Rugg acknowledges receiving a copy of the judgment after its entry. It is undisputed, however, that neither Rugg nor her son and son-in-law had any knowledge before this time of the nature of the stipulation and order. Nor did they know in advance that Reva Rugg's default would be entered. Within a week of the judgment, Rugg filed a motion to have the default judgment set aside. She submitted affidavits in support of the motion and obtained new counsel to represent her. In opposition to the motion, plaintiffs filed an affidavit of Rugg's former attorney.
At the hearing on Rugg's motion no oral testimony was given. The district judge considered the affidavits in support of the motion to set aside the judgment and the affidavit of Rugg's former attorney in opposition. None of these affidavits addressed the specific language we have quoted from the stipulation and order. Rather, they differed sharply over whether the attorney had been given authority to settle the case by permitting a default to be entered against Rugg. The district judge weighed the opposing statements and refused to set aside the judgment. He decided that the attorney had been given the authority to do what he did in settlement of the case. This, Rugg argues on appeal, was error. She also argues the judge erred in the reasons he gave for denying her motion. We agree that the default judgment should have been set aside, but our focus is upon the stipulation and order entered prior to the judgment.
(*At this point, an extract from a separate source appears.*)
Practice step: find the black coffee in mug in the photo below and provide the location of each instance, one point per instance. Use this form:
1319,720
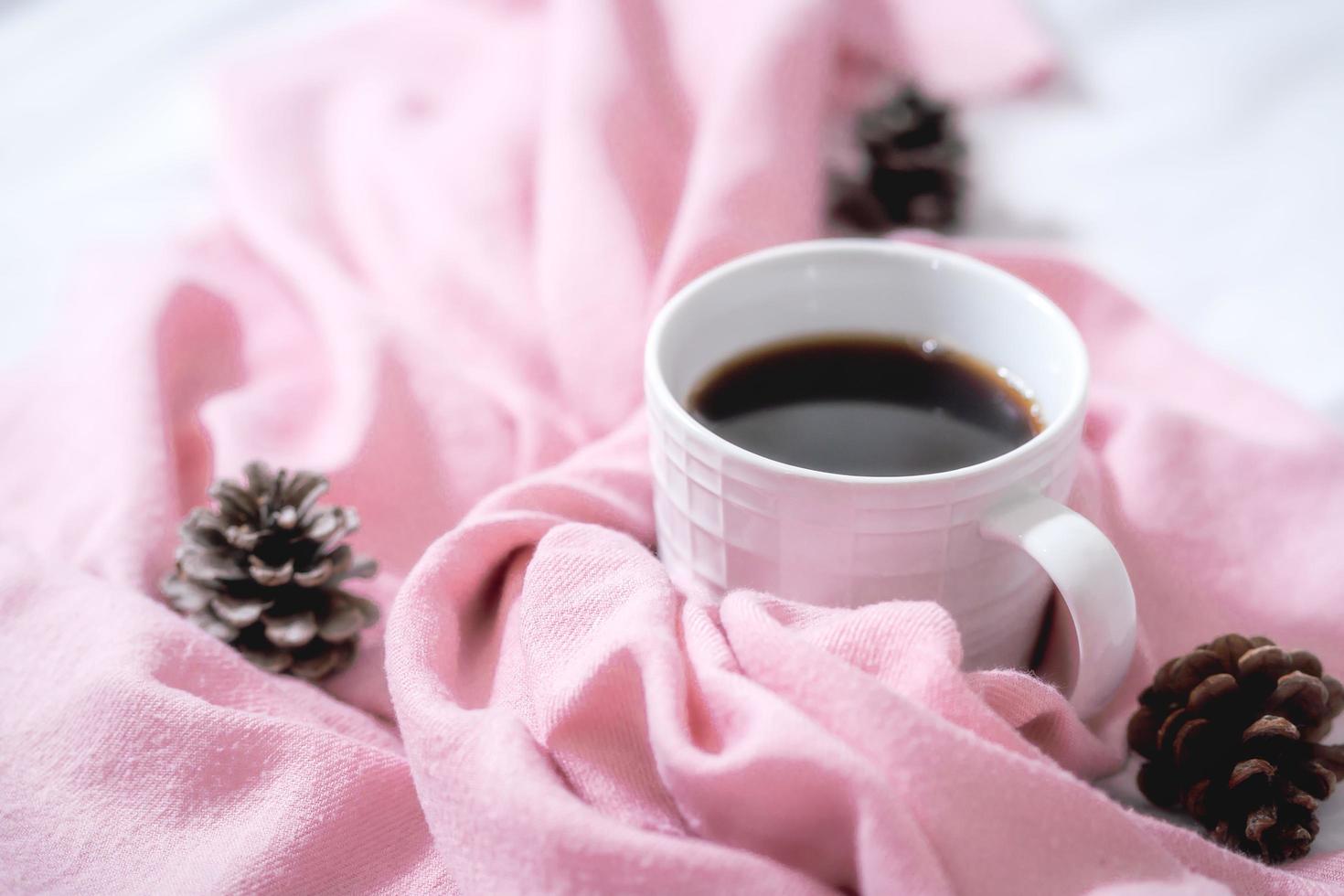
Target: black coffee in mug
866,406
From the record it is apparent that the default entered against Rugg was based solely upon the stipulation and order. However, neither the stipulation nor the order provide any legal justification for entry of a default judgment against Rugg. The language of the order, like the language of the stipulation, is plain. It states:
IT IS HEREBY ORDERED that the defendant, REVA RUGG be withdrawn as a defendant in the above-entitled action and that the answer filed by the said defendant is stricken. [Emphasis added.]
The affidavits later filed by the parties do not address the question of the meaning of this language. Consequently, we are left with a stipulation and order that do not authorize the entry of a default judgment against Rugg. When a party, by order, has been permitted to withdraw no valid default judgment can be entered against that party. Hertz International, Ltd. v. Richardson, 317 So.2d 824 (Fla.Dist.Ct.App. 1975). The court no longer has personal jurisdiction over the party who has been withdrawn. Scott v. Permacrete, Inc., 124 So.2d 887 (Fla.Dist.Ct.App. 1960). Jurisdiction must be reestablished before judgment can be granted against a party dropped from the suit. Hertz International, Ltd. v. Richardson, supra; Durham v. Pitts, 101 Ga. App. 437, 114 S.E.2d 217 (1960). That did not occur here. We conclude, as a matter of law, that the default judgment should not have been entered and that it is void. See First Security Bank v. Neibaur, 98 Idaho 598, 605 n. 4, 570 P.2d 276, 283 n. 4 (1977).
We hold that the judgment should be set aside under I.R.C.P. 60(b)(4) because it is void. Therefore, we reverse the district court's order denying the motion to vacate the default judgment and remand the case to the district court for further proceedings consistent with this opinion. No attorney fees or costs on appeal.